Garden of Eating Virtual Tour

The Garden of Eating is our demonstration space and commitment to building an edible landscape that is abundant, profitable, beautiful, ecologically diverse, educational, and fun. At the same time, we realize this is not created from a magic wand. It is only through careful years of observation, planning, and adaptation of best practices that we can achieve this.

See our Workshops and Workstays page for more information on property and orchard tours to learn more about the design behind and learn about the paradise of nuts, fruits, herbs, and mushrooms that can grow in our climate.

Some of our Unique Plants

Our demonstration forest garden has over 100 unique edible perennial species planted. While we have planted no apples (grafted and wild only), sweet cherries, apricots, nor peaches/nectarines, we do have the following:

  • perennials in abundance: heartnut, Asian pear, pawpaw, sea buckthorn, Saskatoon berry, currants and gooseberries, asparagus, lovage, raspberry, Turkish rocket, sweet cicely, Good King Henry, sea kale, sorrel, Egyptian walking onion, chives, garlic chives
  • nut trees: ultra-hardy pecan, ginkgo, shellbark hickory, shagbark hickory, Persian walnut, heartnut, Swiss stone pine, Korean pine, chestnut hybrid, hazelnut, yellowhorn
  • additional plants of marginal hardiness: fragrant spring (toon) tree, persimmon, goumi, Carolina allspice, schisandra, cinnamon yam, astragalus (huang-qi)

Our Story

Indigenous Homelands

First settlers document the Odawa and Tionontati (Petun) peoples. Despite large differences between the Anishnaabe and Iroquoian cultures, these peoples understood the need to co-exist on the same land base, which were codified in wampum (Dish with One Spoon Treaty).

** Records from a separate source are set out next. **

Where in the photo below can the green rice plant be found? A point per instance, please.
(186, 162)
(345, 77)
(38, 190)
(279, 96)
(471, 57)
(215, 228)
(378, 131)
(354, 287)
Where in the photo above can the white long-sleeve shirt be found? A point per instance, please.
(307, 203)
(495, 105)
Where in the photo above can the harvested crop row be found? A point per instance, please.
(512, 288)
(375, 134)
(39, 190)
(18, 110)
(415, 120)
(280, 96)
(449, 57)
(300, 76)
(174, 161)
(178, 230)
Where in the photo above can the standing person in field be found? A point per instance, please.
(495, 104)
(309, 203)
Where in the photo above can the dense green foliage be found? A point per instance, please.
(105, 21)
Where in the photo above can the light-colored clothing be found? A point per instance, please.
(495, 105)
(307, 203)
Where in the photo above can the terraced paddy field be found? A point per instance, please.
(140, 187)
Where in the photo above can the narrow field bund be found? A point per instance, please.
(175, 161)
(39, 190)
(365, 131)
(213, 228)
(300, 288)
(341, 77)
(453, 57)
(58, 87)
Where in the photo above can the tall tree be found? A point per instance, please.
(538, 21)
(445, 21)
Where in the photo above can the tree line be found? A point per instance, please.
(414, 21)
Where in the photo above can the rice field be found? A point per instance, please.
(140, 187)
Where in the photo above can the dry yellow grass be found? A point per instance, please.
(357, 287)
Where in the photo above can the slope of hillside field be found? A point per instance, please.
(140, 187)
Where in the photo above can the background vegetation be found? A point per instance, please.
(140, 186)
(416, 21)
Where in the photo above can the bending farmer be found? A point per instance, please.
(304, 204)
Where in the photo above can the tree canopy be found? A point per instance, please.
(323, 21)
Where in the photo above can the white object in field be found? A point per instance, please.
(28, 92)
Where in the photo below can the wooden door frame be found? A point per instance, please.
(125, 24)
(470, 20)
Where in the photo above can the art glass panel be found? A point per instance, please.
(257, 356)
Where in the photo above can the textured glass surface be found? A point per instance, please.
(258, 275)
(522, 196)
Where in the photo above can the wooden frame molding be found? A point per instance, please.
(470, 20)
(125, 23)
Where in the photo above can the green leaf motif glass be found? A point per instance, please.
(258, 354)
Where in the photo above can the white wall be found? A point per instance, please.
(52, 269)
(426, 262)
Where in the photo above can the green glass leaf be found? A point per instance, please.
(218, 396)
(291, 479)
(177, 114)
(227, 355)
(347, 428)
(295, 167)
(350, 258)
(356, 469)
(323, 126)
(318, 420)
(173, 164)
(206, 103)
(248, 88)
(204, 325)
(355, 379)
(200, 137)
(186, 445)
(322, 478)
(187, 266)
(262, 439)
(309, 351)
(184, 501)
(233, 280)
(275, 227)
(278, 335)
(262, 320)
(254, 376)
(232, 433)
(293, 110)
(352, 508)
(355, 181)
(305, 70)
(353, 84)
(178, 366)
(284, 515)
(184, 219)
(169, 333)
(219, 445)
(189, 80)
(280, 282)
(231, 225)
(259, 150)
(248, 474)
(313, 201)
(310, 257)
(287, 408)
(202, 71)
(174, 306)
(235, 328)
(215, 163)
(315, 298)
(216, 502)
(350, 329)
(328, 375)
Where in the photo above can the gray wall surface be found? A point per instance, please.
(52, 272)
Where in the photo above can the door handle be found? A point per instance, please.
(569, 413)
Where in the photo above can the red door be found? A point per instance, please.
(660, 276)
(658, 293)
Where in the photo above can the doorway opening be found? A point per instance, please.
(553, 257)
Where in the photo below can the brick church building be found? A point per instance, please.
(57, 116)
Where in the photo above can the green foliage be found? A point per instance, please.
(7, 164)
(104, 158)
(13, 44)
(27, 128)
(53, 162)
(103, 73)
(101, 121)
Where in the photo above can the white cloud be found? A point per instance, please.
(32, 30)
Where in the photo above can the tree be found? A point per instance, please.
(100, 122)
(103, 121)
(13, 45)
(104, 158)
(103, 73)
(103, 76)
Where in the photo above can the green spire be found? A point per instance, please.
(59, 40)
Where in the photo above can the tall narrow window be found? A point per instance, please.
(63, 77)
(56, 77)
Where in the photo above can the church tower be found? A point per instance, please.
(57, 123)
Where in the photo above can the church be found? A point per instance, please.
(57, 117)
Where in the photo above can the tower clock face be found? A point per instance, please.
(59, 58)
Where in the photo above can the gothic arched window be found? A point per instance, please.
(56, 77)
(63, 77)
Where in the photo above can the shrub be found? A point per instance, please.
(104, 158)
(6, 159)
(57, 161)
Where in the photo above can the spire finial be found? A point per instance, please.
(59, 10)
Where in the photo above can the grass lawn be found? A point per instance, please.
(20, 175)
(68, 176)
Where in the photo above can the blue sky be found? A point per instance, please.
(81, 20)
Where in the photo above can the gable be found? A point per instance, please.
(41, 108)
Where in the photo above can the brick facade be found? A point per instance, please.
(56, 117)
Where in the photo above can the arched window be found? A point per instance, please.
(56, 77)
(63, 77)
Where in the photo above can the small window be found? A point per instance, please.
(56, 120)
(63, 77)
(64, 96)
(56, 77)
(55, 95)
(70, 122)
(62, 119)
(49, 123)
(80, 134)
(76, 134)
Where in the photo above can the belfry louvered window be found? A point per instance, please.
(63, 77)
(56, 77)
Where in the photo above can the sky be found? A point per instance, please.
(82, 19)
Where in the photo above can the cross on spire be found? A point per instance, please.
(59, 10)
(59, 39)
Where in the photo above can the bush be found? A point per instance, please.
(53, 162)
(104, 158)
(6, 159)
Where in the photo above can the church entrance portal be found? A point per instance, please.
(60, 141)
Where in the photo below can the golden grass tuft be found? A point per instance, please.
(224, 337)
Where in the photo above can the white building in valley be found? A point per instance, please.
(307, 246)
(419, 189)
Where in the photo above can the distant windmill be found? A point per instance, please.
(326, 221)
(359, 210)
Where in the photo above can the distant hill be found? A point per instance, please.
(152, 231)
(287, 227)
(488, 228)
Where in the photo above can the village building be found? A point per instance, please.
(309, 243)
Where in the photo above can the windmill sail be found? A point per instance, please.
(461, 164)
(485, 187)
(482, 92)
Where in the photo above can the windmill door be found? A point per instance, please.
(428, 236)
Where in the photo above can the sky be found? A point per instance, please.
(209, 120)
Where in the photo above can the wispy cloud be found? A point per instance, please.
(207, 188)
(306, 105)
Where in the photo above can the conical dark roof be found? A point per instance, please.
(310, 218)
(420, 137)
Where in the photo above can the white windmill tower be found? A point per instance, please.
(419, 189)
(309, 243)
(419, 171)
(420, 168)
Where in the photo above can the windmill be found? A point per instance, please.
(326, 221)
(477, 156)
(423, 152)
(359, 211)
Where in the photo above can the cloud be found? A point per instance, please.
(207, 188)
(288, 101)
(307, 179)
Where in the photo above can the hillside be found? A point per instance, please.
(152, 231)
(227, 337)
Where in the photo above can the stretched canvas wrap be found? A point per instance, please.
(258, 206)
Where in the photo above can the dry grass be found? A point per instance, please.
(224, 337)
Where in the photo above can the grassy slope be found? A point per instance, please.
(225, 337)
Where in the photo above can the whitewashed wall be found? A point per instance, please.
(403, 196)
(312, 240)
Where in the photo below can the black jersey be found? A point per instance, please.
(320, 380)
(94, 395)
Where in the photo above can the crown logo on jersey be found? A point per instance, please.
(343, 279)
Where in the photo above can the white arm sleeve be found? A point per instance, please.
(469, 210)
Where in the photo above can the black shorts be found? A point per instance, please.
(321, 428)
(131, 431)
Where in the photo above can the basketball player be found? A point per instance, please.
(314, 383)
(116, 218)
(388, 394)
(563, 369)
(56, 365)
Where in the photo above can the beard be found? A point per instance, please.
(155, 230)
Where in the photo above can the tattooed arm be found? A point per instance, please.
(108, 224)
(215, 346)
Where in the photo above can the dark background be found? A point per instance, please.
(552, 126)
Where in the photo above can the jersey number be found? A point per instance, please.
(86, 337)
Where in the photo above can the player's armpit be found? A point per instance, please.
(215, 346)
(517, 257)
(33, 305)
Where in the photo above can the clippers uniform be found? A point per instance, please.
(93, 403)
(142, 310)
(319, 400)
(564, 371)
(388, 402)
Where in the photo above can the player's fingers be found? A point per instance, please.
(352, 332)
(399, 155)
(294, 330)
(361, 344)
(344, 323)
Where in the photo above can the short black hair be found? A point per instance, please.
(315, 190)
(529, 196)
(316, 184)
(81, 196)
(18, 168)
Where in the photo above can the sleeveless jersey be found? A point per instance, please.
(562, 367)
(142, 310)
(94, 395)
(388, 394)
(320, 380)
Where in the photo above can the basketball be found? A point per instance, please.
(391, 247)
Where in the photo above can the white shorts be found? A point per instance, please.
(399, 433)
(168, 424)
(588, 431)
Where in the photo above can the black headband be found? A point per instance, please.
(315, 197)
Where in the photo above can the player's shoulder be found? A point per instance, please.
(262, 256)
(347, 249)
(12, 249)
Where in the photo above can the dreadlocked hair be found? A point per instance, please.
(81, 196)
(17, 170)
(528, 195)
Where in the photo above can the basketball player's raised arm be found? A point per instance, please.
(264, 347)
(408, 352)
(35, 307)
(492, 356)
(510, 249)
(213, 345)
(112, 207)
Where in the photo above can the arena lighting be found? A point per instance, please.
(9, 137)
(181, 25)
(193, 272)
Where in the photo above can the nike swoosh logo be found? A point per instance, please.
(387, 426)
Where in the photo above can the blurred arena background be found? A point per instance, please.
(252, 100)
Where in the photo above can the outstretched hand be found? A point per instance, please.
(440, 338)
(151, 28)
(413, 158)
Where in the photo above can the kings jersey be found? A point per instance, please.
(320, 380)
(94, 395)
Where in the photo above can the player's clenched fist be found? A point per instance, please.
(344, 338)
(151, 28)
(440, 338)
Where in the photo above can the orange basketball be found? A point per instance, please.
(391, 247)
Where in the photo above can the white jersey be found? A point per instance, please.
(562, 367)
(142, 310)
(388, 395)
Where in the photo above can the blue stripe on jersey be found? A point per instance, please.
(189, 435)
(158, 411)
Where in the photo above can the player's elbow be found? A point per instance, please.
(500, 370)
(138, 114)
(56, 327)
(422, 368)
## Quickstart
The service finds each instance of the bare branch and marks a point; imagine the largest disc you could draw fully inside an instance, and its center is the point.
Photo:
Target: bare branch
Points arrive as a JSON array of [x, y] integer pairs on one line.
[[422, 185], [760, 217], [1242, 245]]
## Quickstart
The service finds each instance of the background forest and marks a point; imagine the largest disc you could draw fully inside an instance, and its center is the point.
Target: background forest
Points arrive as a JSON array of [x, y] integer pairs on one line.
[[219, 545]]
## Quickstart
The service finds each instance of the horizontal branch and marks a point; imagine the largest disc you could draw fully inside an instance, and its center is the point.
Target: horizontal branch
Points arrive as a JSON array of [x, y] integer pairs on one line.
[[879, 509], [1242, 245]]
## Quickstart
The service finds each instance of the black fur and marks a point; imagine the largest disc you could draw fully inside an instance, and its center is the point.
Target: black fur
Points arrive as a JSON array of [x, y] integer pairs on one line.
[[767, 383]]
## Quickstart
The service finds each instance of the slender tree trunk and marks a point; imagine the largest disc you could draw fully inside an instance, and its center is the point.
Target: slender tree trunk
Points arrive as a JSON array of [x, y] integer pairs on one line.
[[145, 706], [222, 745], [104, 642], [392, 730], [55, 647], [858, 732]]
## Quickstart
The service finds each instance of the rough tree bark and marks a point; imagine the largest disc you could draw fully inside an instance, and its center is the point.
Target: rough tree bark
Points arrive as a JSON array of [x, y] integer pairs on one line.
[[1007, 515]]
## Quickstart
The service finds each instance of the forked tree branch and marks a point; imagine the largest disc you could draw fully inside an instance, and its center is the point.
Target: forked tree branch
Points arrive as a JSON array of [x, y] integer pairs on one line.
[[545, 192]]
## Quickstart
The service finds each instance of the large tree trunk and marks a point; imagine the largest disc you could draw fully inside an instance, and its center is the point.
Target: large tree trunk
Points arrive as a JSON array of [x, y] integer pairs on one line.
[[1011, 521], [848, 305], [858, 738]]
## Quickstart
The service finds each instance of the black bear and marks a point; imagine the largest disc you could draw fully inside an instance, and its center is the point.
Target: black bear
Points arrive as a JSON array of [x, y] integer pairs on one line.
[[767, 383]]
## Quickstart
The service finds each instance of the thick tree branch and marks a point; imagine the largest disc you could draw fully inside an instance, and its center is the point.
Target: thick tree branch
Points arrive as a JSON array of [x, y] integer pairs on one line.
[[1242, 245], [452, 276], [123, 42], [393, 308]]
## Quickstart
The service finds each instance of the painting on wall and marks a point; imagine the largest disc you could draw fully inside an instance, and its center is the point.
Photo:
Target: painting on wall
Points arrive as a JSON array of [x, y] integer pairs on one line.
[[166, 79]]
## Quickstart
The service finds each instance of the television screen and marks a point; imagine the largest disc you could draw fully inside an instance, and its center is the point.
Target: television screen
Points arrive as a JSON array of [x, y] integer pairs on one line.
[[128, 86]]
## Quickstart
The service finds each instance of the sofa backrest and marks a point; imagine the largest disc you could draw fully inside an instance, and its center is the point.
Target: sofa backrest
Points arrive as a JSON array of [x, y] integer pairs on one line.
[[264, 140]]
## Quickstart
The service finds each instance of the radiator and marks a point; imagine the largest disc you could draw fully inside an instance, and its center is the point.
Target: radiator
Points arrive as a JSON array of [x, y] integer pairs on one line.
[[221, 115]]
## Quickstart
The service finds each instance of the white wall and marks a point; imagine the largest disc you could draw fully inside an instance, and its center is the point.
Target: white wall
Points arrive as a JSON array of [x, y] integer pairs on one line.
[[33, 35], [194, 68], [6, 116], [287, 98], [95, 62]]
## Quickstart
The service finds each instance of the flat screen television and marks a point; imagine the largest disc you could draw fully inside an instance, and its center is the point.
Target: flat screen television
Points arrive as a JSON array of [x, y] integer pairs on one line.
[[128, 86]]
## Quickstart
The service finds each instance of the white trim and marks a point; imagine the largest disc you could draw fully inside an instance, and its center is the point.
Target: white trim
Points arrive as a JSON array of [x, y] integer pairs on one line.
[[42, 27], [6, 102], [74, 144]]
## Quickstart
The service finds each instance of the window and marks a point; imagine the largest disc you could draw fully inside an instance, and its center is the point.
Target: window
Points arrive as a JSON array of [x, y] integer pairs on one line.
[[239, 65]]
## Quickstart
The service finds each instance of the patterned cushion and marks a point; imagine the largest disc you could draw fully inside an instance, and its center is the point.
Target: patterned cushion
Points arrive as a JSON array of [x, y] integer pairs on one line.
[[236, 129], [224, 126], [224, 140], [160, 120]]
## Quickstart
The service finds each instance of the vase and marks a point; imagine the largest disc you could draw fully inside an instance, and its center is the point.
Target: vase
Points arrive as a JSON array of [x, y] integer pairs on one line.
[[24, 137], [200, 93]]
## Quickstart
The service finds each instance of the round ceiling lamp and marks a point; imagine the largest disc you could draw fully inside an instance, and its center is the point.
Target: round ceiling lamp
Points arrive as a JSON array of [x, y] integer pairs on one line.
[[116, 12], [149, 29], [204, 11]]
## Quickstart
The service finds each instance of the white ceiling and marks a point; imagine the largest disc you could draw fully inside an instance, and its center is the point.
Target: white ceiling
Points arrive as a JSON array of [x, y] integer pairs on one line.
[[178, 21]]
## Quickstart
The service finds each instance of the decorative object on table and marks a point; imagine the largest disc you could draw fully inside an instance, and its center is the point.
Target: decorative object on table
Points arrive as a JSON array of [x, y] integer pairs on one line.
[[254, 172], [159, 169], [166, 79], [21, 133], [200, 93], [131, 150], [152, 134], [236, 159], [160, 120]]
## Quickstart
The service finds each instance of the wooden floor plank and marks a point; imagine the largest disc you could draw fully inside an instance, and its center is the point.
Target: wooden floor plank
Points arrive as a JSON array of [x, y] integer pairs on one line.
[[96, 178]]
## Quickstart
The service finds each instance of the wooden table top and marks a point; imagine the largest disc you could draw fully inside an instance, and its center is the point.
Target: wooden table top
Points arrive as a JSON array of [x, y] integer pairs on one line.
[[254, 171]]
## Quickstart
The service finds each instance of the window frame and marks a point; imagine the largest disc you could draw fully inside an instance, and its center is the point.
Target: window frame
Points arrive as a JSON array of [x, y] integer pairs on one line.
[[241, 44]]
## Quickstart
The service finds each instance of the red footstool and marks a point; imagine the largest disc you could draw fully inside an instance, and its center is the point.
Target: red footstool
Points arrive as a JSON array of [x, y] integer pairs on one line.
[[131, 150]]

Still, the Tionontati were conquered in 1649 during the fur trade wars by the Haudenosaunee, and this area was eventually resettled by the Odawa.
These people extensively practised gardening, forest farming, foraging, and hunting suited to their culture and local ecosystem. These forest farming practices were so harmonious with the land that they were largely invisible to the settlers and that we are now just rediscovering them.
As we were fed by our ancestors and nourished from the land on which we depend on, it is now our responsibility to pay it forward by nurturing the caretakers of the future. Find out whose land and traditional territory your home resides on, and how the pioneers managed to steward this land.
pre-1649

Treaties with Settlers

Often fleeing difficult times in Europe and hardships in their new land, European peoples initiate a long chain of treaties with the Odawa. This region was ceded in the Lake Simcoe-Nottawasaga Treaty 18 in 1818. Every subsequent treaty has been broken, the Odawa were further displaced, and their present-day Saugeen and Nawash reserves are what remains of their traditional territory. Reconciliation awaits...
1800s-present

First Homestead

The Township was surveyed in 1833, property settled in 1859, but abandoned since house fire in ~1976. Up to 75 acres was grazed at one point with cattle, pigs, chickens, and more. Feral apples hint of bygone orchards. Garden perennials such as periwinkle and daffodils still persist near the old homestead.
1859

Purchased Property; Observation Year

Sea buckthorn perimeter planted (and a colossal failure), local beekeeper re-establishes hives for a few years.
A 1.5 acre field within the 40 acre hay acreage is keyline plowed and the first orchard rows are planted and mulched.
Spring 2014

Establishment Year

Mapping, planning, designing, seedlings planted for reforestation, remaining contour rows planted and mulched.
2015

House Build

Constructing full-time residence
2019-present

Future

Playing the slow and steady long game in a diversified farm means engaging more players to build community resilience.
Future project ideas include silvopasture, greenhouse, orchard expansion, value-added, and more.